Все как будто не замечают друг друга. Не уверен даже, заметил ли Хардинг Макмёрфи. Он почти весь завернулся в свои худые плечи, как в зеленые крылья, спрятав руки между коленями, и сидит на краешке стула, прямой как жердь. Уставился в пустоту и тихонько что-то напевает, стараясь казаться спокойным, а сам жует щеки, весь на нервах, отчего кажется, будто череп усмехается.

Макмёрфи сует сигарету в рот, складывает руки на спинке стула и опускает на них подбородок, щурясь одним глазом от дыма. Другим глазом он смотрит какое-то время на Хардинга, а затем начинает говорить, с сигаретой, пляшущей во рту:

– Что ж, браток, так эти ваши собраньица обычно проходят?

– Проходят?

Хардинг перестал напевать и жевать щеки, но все так же смотрит перед собой, мимо Макмёрфи.

– Такая у вас процедура для этой групповой терапии? Как в куриной стае, почуявшей кровь?

Хардинг встряхивает головой, и его взгляд фокусируется на Макмёрфи, словно он только сейчас заметил, что рядом с ним кто-то сидит. Он кусает себе щеки, и лицо у него проминается посередине, словно бы он ухмылялся. Он разворачивает плечи и откидывается на спинку, пытаясь казаться спокойным.

– Почуявшей кровь? Боюсь, ваш чудной заштатный говор мне неясен, друг мой. Не имею ни малейшего понятия, о чем это вы.

– Ну что ж, тогда я объясню. – Макмёрфи повышает голос; он не смотрит на других острых, но говорит для них, и они его слушают. – Стая замечает пятнышко крови на одной курице и давай ее клевать, понял? Пока совсем не заклюют, до кровавого месива. Но в процессе обычно кровь попадает еще на курицу-другую, и тогда принимаются за них. И снова на кого-то попадает кровь, и их тоже клюют до смерти, и еще, и еще. Да, браток, куриное побоище может прикончить всю стаю за пару часов. Я такое видел. Кошмарное зрелище. Единственный способ прекратить это – с курами – надеть им наглазники. Чтобы не видели.

Хардинг сплетает длинные пальцы на колене и подтягивает его к себе, откинувшись на спинку.

– Куриное побоище. Ничего не скажешь, приятная аналогия, друг мой.
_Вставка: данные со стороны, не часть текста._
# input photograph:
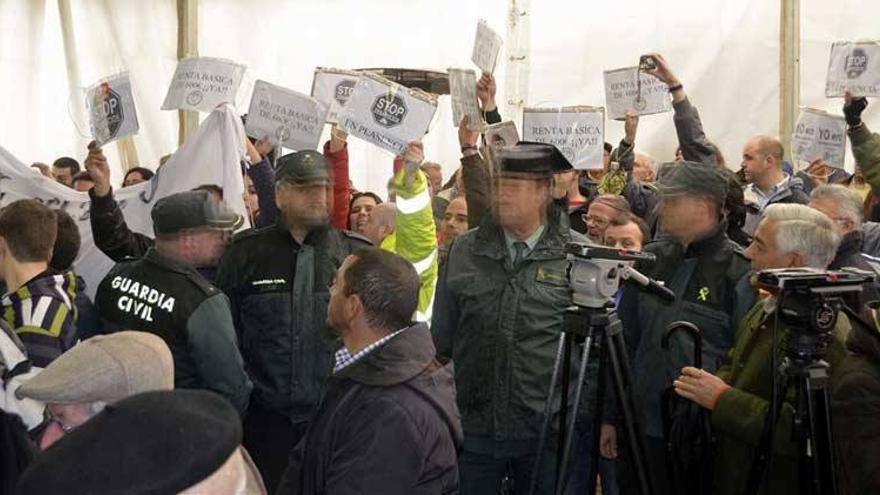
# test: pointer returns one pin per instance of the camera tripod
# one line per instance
(602, 328)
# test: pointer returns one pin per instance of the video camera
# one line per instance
(595, 273)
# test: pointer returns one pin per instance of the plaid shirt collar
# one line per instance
(345, 359)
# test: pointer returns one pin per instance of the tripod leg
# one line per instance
(548, 411)
(621, 382)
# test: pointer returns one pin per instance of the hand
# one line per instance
(43, 168)
(663, 72)
(486, 92)
(337, 138)
(630, 126)
(608, 442)
(467, 137)
(98, 169)
(700, 386)
(853, 108)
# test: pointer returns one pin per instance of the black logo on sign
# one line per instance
(856, 63)
(343, 91)
(388, 110)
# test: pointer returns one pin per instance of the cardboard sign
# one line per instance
(387, 114)
(333, 87)
(289, 118)
(854, 67)
(578, 132)
(819, 135)
(487, 46)
(463, 90)
(200, 84)
(631, 89)
(111, 110)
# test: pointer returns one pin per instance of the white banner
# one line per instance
(200, 84)
(286, 116)
(487, 46)
(631, 89)
(387, 114)
(333, 87)
(211, 156)
(819, 135)
(854, 67)
(111, 110)
(578, 132)
(463, 93)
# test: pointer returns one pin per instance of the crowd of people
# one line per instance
(348, 343)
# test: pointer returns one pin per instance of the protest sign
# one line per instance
(819, 135)
(463, 90)
(578, 132)
(387, 114)
(200, 84)
(291, 119)
(854, 67)
(333, 87)
(487, 46)
(110, 106)
(210, 156)
(632, 89)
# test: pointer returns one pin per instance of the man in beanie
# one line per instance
(278, 280)
(180, 441)
(501, 298)
(163, 294)
(708, 274)
(97, 372)
(389, 405)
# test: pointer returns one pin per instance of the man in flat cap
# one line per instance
(709, 275)
(278, 279)
(501, 298)
(177, 441)
(97, 372)
(162, 293)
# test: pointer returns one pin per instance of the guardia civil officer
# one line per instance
(278, 279)
(163, 294)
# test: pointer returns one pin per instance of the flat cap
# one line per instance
(192, 210)
(303, 167)
(152, 443)
(692, 179)
(104, 368)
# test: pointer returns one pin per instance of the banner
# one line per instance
(333, 87)
(289, 118)
(211, 156)
(854, 67)
(631, 89)
(578, 132)
(110, 106)
(819, 135)
(463, 93)
(200, 84)
(487, 46)
(387, 114)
– И именно это мне напомнило ваше собрание, на котором я сидел, браток, если хочешь знать грязную правду. Вы напомнили мне стаю грязных кур.

– Значит, по-вашему, друг, я курица с пятнышком крови?

– Именно так, браток.

Они все еще ухмыляются друг другу, но голоса их стали такими тихими и напряженными, что мне приходится подойти к ним поближе со шваброй, чтобы расслышать. Другие острые тоже придвинулись поближе.
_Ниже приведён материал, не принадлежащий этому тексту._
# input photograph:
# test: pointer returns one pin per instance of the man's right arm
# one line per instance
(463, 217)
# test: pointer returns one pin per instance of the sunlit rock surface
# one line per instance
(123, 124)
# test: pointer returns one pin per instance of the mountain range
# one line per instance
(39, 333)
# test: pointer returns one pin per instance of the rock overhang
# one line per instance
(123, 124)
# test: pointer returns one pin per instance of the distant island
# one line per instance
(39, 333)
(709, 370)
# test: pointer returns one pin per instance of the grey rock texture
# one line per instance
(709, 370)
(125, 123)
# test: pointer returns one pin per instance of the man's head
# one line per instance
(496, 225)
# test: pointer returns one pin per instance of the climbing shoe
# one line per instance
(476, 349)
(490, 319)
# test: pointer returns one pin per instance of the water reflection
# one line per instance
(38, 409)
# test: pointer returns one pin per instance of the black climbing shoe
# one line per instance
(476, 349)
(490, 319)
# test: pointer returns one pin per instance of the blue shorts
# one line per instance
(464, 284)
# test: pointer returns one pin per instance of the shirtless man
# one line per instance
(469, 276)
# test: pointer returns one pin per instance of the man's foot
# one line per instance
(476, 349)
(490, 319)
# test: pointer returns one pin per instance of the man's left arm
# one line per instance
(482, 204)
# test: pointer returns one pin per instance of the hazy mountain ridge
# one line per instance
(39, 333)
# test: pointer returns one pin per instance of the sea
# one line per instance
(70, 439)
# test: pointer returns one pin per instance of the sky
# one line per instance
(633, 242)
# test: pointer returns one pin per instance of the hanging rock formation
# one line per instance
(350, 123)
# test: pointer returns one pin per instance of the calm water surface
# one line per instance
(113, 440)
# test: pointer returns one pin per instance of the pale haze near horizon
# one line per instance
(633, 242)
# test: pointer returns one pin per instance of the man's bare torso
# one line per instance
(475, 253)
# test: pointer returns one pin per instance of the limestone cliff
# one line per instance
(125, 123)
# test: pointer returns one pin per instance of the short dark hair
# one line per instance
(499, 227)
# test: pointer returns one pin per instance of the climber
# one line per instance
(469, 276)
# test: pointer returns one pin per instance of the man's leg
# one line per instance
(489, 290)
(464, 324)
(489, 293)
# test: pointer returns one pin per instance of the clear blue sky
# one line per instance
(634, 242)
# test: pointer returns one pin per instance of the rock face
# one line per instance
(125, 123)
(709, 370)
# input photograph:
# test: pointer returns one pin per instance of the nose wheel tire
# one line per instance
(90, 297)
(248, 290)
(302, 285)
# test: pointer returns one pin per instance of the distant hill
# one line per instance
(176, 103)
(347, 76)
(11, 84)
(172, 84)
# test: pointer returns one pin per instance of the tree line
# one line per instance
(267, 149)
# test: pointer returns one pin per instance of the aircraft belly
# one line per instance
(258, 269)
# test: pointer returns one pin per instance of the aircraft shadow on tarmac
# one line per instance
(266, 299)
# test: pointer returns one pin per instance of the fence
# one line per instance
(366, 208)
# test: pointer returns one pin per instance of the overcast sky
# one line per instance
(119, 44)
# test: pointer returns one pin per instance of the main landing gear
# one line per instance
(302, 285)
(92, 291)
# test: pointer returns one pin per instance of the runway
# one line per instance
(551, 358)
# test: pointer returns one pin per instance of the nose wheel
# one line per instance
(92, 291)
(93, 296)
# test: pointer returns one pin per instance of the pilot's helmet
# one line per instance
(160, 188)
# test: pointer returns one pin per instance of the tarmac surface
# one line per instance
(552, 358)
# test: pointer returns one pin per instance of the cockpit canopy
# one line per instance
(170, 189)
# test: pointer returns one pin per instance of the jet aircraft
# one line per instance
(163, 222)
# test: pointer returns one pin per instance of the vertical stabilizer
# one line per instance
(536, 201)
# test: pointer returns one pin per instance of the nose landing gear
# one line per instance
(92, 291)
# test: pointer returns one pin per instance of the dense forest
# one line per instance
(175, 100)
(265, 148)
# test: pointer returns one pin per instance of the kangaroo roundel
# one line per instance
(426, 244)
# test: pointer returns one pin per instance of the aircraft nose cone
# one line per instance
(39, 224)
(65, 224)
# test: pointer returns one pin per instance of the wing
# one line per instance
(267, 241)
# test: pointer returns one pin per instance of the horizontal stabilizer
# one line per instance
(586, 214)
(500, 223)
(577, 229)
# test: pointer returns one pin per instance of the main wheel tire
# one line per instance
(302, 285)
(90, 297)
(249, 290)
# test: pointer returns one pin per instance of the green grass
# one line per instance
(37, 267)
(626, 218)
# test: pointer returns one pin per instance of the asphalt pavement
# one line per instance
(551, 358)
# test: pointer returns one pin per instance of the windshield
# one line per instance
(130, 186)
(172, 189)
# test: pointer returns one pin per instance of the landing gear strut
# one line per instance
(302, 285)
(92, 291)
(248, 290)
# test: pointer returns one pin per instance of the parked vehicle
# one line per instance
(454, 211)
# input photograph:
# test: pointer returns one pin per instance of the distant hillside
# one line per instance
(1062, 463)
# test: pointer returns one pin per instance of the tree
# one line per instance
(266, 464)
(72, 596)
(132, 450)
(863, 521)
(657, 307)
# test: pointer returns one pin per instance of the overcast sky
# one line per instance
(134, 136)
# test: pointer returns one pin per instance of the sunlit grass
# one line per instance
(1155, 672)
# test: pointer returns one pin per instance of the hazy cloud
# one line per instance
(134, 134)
– А хочешь, еще кое-что скажу, браток? Хочешь знать, кто первым начал тебя клевать? – Хардинг ждет, что он скажет. – Да эта старая сестра, вот кто.

В тишине раздается боязливый гомон. Мне слышно, как машины в стенах замерли и загудели дальше. Хардинг отчаянно старается казаться спокойным и не махать руками.

– Значит, – говорит он, – все вот так просто, до полного идиотизма. Вы у нас в отделении шесть часов и уже упростили всю работу Фрейда, Юнга и Максвелла Джонса, сведя ее к одной аналогии – куриному побоищу.

– Я не говорю о Фреде Юнге и Максвелле Джонсе, браток. Я только говорю об этом паршивом собрании и о том, как эта сестра с остальными засранцами обращались с тобой. Наклали тебе по полной.

– Наклали? Мне?

– Именно так, наклали. От души наклали. И в хвост и в гриву. Ты, наверно, умудрился нажить себе здесь врагов, браток, потому что выглядело это так, словно ты им враг.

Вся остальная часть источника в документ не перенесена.